O melhor de tudo foi a explicação da “orientação” contra a PEC. Sergio Moro disse que está muito preocupado com o teto de gastos — e fez uma dissertação sobre responsabilidade fiscal que encheria de confiança qualquer candidato a presidente de grêmio estudantil (“Se ele pode, eu também posso”). Naturalmente, como a PEC dos Precatórios é uma medida justamente contra o colapso fiscal — o que colocava o discurso de Moro em colisão com a posição de Moro —, o boneco falante deu umas duas voltas ao mundo empilhando os melhores clichês do economês para iniciantes e retornou com expressão vazia e triunfal à sua claque ignara.

“Faz sentido”, exclamaria Marina Silva. Esse negócio de fazer sentido se tornou algo realmente muito peculiar, e hoje em dia só mesmo os mais desinibidos conseguem. Conclusão: o tímido Moro alcançou a desinibição e já é capaz de cascatear com a fluência de um Ciro Gomes.

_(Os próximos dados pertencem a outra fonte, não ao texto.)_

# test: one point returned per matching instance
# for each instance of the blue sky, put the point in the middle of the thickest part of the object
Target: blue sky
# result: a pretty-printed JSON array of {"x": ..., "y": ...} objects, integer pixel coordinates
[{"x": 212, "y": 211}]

Esqueça aquele ex-juiz trancado e monossilábico. O candidato do Podemos (Yes, we can!) fala de Amazônia, de clima, de gênero, de raça, de saúde, de educação, de cultura, de empatia e de bufê para festa infantil, se você pedir. Se você não pedir, ele também fala. Foram anos e anos de silêncio. Chegou enfim o momento de botar para fora a quantidade proverbial de abobrinhas engasgadas que esse homem carregava e ninguém supunha.

Antes tarde do que nunca — como diria o ladrão descondenado.